Bekostigde universiteiten en hogescholen mogen binnenkort
onder hun eigen naam opleidingen aanbieden in het buitenland. Eerst
zouden ze daarvoor een aparte rechtspersoon moeten oprichten, maar dat
vindt minister Plasterk nu toch te omslachtig.
Plasterk had een ingewikkelde constructie bedacht voor bekostigde
instellingen die in het buitenland onderwijs willen verzorgen. Ze zouden
daarvoor een aparte rechtspersoon moeten opzetten en mochten alleen op
naam van deze dochterorganisatie diploma’s afgeven. Daarmee zou
voorkomen worden dat publieke middelen, bedoeld voor Nederlands
onderwijs, in buitenlandse dependances verdwijnen.
Vorige week plaatste de Tweede Kamer vraagtekens bij het plan. De
constructie was ‘onnodig ingewikkeld’, stelde Halbe Zijlstra van de VVD.

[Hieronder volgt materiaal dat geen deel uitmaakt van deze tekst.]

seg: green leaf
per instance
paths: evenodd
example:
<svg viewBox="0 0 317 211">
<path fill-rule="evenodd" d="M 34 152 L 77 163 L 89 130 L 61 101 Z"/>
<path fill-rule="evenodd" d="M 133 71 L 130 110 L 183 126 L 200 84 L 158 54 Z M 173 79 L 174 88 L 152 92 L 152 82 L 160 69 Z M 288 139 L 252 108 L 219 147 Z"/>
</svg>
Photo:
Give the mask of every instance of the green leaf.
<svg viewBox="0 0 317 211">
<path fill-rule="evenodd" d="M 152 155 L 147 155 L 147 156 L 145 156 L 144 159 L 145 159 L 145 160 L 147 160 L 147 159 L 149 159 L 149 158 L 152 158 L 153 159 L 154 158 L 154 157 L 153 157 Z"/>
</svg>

Als de overheid wil voorkomen dat publiek geld ‘weglekt’ naar het
buitenland, kan dat ook op een minder omslachtige manier, vond Zijlstra.

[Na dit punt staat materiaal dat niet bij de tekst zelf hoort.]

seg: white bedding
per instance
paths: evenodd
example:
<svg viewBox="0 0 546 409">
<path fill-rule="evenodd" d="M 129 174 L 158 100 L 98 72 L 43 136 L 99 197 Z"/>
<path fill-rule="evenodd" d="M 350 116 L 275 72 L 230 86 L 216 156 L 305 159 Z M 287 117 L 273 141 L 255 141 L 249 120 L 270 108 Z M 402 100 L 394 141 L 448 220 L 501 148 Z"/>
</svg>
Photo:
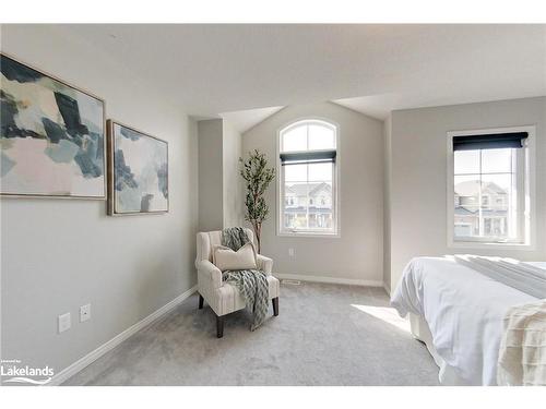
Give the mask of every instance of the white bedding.
<svg viewBox="0 0 546 409">
<path fill-rule="evenodd" d="M 438 354 L 459 377 L 496 385 L 505 314 L 536 300 L 446 256 L 412 260 L 391 303 L 402 316 L 425 318 Z"/>
</svg>

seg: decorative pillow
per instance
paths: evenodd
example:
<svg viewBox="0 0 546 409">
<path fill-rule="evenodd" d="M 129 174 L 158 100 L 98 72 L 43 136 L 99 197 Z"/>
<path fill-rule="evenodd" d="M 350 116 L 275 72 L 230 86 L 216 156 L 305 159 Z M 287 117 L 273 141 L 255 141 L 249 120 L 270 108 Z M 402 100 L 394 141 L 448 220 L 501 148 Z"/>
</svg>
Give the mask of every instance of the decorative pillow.
<svg viewBox="0 0 546 409">
<path fill-rule="evenodd" d="M 256 253 L 252 243 L 247 243 L 237 251 L 224 245 L 216 245 L 212 252 L 213 264 L 221 272 L 226 269 L 256 269 Z"/>
</svg>

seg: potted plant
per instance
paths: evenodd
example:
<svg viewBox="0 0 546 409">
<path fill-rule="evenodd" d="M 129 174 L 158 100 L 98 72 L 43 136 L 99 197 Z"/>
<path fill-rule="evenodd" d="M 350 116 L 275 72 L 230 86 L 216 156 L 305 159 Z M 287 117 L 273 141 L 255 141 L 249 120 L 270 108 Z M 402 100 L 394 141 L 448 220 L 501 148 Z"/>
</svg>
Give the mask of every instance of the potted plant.
<svg viewBox="0 0 546 409">
<path fill-rule="evenodd" d="M 275 178 L 275 169 L 268 168 L 265 155 L 258 149 L 250 152 L 247 160 L 239 158 L 239 161 L 242 164 L 240 175 L 242 179 L 245 179 L 247 187 L 247 197 L 245 200 L 247 212 L 245 214 L 245 220 L 252 225 L 258 246 L 257 250 L 258 253 L 260 253 L 262 222 L 270 212 L 263 194 L 271 181 Z"/>
</svg>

In een schriftelijke reactie geeft Plasterk toe dat zijn constructie een
ongewenst ‘bureaucratisch effect’ heeft. Daarnaast verrichten veel
bekostigde instellingen reeds private activiteiten, en bestaan er al
regels om het weglekken van publiek geld naar zulke activiteiten te
voorkomen. Plasterk ziet daarom ‘geen inhoudelijke reden’ meer voor zijn
eerdere plan. Als hij bekostigde instellingen toch toestaat in het
buitenland onderwijs aan te bieden en daar Nederlandse diploma’s aan te
verbinden, wil hij in de toekomst wel nog nadere eisen kunnen stellen.